No dia das Mães, alguns estudos trazem argumentos para as mulheres defenderem seus pontos de vista, ou ao menos suas vontades em relação à participação do parceiro.

Mães que trabalham são tão boas mães quanto aquelas que dedicam seu tempo todo ao trabalho doméstico e aos filhos. A revista Gender & Society publicou um estudo com mães que trabalham e concluiu que a maioria delas, casadas ou solteiras, enfatiza os benefícios que o trabalho remunerado traz para si e para sua prole. A maioria delas está satisfeita e mais autoconfiante porque trabalha fora.

Nos Estados Unidos, mais de dois terços das mães com filhos pequenos saem de casa para trabalhar, e a maioria das entrevistadas trabalharia fora mesmo se não precisasse. Mas nunca além da conta: quase nenhuma aceitaria trabalhar horas extras mesmo para receber bem mais. Para as mulheres, o trabalho remunerado resolve necessidades financeiras e sobrepõe-se sobre qualquer sensação de culpa que sair de perto de seus filhos pode causar. O estudo também mostra que, mesmo trabalhando fora, as mulheres com parceiros ainda dedicam mais que o dobro de tempo aos filhos do que o homem da casa. Ser mãe já é ser super.

Christina Rinaldi, da Universidade Nina Howe, de Concordia, publicou um estudo na revista Early Childhood Research Quarterly que comprova: o estilo do pai interfere no comportamento dos filhos. Casais participantes do estudo responderam um questionário sobre sua postura e a do parceiro em relação à educação dos filhos menores de 5 anos.
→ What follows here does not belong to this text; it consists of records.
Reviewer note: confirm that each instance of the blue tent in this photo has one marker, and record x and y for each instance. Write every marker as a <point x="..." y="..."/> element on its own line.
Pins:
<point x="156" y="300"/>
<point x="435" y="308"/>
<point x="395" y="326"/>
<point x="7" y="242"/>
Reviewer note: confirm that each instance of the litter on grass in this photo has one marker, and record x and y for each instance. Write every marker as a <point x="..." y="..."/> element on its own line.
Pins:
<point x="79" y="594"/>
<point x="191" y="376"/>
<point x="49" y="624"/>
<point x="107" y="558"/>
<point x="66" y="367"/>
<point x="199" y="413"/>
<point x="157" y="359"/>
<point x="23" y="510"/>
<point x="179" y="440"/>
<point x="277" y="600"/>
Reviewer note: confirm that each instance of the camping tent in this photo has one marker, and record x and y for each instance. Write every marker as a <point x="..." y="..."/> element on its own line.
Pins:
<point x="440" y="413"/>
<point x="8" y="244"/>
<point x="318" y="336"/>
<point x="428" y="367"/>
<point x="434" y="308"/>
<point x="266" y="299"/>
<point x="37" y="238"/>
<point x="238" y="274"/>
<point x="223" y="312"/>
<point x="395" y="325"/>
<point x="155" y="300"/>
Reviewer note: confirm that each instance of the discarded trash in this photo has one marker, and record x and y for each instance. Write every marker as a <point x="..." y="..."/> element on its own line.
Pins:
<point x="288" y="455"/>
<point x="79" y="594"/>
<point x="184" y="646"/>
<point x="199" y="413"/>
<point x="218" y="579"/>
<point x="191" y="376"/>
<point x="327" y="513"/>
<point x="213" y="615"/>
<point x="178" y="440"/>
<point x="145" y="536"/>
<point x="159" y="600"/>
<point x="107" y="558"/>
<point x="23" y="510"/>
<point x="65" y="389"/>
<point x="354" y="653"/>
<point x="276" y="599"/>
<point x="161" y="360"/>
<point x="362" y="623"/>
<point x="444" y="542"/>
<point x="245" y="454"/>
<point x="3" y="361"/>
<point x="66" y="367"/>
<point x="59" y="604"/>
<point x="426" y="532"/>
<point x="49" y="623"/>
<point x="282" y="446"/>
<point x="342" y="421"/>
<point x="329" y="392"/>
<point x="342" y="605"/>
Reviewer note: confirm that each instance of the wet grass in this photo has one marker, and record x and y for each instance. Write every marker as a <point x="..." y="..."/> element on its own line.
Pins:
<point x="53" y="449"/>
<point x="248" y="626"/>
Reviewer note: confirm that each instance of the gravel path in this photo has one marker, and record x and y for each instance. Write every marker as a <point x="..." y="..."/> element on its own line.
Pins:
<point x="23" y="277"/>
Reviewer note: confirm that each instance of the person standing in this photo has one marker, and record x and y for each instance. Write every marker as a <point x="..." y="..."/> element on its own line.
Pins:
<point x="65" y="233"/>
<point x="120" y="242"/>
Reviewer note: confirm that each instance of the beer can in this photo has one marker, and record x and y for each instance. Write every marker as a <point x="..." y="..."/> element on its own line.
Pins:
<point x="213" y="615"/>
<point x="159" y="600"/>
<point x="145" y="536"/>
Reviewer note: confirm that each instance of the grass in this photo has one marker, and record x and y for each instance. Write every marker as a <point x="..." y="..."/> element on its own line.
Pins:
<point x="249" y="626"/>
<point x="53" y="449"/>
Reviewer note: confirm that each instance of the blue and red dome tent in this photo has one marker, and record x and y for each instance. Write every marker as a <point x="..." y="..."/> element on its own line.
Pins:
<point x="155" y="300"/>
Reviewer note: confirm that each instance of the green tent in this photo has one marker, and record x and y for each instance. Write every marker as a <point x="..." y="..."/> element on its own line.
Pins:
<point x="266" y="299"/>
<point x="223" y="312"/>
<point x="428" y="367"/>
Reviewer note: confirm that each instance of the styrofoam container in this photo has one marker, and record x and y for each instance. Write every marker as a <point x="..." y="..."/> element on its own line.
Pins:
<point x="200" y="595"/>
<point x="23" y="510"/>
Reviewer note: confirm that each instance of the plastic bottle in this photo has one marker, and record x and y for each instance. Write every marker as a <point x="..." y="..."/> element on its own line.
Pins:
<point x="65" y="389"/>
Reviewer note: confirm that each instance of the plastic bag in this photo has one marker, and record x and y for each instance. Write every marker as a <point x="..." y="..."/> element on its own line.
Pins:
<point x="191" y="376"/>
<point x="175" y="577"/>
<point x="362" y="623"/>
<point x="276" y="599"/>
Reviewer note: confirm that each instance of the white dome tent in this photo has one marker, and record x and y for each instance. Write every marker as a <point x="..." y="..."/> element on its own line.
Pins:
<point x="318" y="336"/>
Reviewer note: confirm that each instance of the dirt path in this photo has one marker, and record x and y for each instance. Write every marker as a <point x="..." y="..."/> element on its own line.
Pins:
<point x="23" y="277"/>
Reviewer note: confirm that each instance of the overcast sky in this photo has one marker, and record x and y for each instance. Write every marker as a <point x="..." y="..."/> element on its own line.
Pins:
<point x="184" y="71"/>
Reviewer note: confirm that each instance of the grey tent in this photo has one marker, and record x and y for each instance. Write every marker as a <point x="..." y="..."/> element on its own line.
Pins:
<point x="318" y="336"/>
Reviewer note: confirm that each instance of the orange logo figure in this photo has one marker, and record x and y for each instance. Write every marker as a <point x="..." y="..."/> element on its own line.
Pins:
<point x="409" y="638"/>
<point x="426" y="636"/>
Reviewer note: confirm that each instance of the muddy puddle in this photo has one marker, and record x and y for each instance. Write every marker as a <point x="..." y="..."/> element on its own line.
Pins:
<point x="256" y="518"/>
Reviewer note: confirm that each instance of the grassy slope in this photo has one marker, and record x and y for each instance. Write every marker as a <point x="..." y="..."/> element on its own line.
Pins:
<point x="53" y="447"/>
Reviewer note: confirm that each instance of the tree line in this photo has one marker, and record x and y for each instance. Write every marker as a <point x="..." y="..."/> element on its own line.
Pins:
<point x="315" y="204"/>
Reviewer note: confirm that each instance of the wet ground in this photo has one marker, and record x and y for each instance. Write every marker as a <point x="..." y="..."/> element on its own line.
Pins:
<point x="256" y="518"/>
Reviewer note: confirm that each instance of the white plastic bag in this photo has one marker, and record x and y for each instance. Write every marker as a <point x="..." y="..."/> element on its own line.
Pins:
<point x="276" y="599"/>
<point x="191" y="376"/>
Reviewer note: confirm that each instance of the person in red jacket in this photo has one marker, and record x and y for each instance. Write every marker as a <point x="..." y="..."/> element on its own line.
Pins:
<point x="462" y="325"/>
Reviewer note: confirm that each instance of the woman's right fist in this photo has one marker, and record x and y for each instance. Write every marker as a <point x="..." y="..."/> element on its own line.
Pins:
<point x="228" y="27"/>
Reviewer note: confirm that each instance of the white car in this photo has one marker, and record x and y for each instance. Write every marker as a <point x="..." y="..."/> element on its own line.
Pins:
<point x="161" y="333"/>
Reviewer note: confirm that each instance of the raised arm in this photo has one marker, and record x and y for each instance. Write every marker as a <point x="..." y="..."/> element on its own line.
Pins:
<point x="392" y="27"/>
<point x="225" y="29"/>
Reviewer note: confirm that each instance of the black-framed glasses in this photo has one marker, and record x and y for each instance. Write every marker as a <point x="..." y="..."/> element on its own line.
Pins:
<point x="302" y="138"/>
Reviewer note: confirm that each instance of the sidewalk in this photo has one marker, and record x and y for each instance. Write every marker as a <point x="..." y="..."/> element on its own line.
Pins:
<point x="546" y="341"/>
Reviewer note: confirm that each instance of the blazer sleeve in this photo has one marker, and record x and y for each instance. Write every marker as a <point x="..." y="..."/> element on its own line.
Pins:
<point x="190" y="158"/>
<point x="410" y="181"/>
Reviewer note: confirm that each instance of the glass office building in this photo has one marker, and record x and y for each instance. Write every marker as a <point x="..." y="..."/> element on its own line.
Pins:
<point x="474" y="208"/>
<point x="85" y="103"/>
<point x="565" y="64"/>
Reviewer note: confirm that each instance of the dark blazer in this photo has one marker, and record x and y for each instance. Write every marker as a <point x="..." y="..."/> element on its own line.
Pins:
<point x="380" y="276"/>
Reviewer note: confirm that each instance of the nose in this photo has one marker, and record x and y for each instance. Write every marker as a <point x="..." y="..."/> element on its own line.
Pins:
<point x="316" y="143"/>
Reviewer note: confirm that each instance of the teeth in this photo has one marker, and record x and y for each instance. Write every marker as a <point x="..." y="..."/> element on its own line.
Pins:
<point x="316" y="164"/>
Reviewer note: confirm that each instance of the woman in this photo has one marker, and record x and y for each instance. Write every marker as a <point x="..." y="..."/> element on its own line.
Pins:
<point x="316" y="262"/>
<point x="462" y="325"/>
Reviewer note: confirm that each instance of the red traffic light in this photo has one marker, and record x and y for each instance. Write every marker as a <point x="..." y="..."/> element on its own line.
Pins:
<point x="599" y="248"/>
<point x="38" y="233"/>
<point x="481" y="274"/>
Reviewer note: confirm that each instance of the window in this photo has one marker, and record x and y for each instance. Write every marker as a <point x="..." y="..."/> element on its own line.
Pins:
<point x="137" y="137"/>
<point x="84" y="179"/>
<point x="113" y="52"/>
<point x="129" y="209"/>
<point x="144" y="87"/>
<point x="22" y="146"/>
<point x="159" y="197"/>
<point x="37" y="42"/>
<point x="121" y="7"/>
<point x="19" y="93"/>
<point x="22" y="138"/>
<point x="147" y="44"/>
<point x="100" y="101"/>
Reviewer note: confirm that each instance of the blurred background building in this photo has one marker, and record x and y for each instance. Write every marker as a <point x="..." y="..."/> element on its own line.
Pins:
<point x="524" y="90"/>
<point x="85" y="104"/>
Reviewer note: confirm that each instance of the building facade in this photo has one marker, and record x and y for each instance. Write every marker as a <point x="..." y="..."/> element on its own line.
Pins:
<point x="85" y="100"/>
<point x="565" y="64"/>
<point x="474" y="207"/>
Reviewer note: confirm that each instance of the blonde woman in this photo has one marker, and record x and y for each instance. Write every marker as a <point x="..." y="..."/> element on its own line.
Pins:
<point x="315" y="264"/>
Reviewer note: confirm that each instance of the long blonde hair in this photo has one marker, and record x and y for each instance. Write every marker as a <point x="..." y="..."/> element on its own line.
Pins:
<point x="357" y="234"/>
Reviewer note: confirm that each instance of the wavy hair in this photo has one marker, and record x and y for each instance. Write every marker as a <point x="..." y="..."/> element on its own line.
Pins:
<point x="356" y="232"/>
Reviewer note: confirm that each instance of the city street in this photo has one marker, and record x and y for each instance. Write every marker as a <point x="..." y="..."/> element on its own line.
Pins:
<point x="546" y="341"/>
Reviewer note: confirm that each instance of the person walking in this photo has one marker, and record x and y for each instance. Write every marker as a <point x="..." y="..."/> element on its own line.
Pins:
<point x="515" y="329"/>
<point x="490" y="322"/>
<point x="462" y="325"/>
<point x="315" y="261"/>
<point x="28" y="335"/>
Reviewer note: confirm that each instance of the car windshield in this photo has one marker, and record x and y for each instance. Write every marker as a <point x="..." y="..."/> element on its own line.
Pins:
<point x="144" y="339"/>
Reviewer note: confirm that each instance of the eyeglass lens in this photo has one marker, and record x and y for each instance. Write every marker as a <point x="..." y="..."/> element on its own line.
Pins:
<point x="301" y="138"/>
A pesquisa concluiu: se as mães eram mais permissíveis e os pais mais autoritários, os pequenos tinham mais sinais negativos de comportamento, com birras, agressividade na argumentação e não compartilhavam seus brinquedos.

Quando os casais agem em conjunto, e alternam suas posições de quem põe de castigo e dá bronca no rebento, as crianças tendem a melhorar sua postura e isso evita que os filhos tenham problemas de relacionamento com um ou com o outro. Pais que exercem sua autoridade para corrigir os erros, mas são atenciosos e carinhosos com a prole, obtêm melhor resultado no comportamento dos filhos. Portanto, não adianta ser pai, tem de participar.

Que mulher não se irrita ao ver o marido horas no computador? Um estudo publicado no Journal of Leisure Research, coordenado por Michelle Ahlstrom, da Brigham Young University, baseado na entrevista de 349 casais, comprova que jogos online reduzem a satisfação com o casamento, principalmente para as mulheres, já que os homens jogam mais e por mais tempo. O jogo em si não é a causa principal do conflito, pois os pesquisadores descobriram que mais de um terço dos casados joga junto na internet. O problema não é nem o tempo que dedicam ao jogo, mas a mudança da rotina na hora de dormir e a discussão gerada por ela. Em casais em que só um jogava, 84% deles eram os maridos, e quando os dois jogavam, 73% dos maridos jogavam mais tempo.

Mais de 75% das esposas dos jogadores acham que suas caras-metades desviam a atenção de maneira exagerada para o computador e deixam de cumprir suas obrigações maritais. O problema pode ser ainda maior, pois muitos jogadores compulsivos se recusaram a participar do estudo. Os pesquisadores descobriram ainda que 36% dos casais jogam juntos e, quando isso ocorre, existe um fator positivo no casamento. Que tal dar um videogame de presente no Dia das Mães?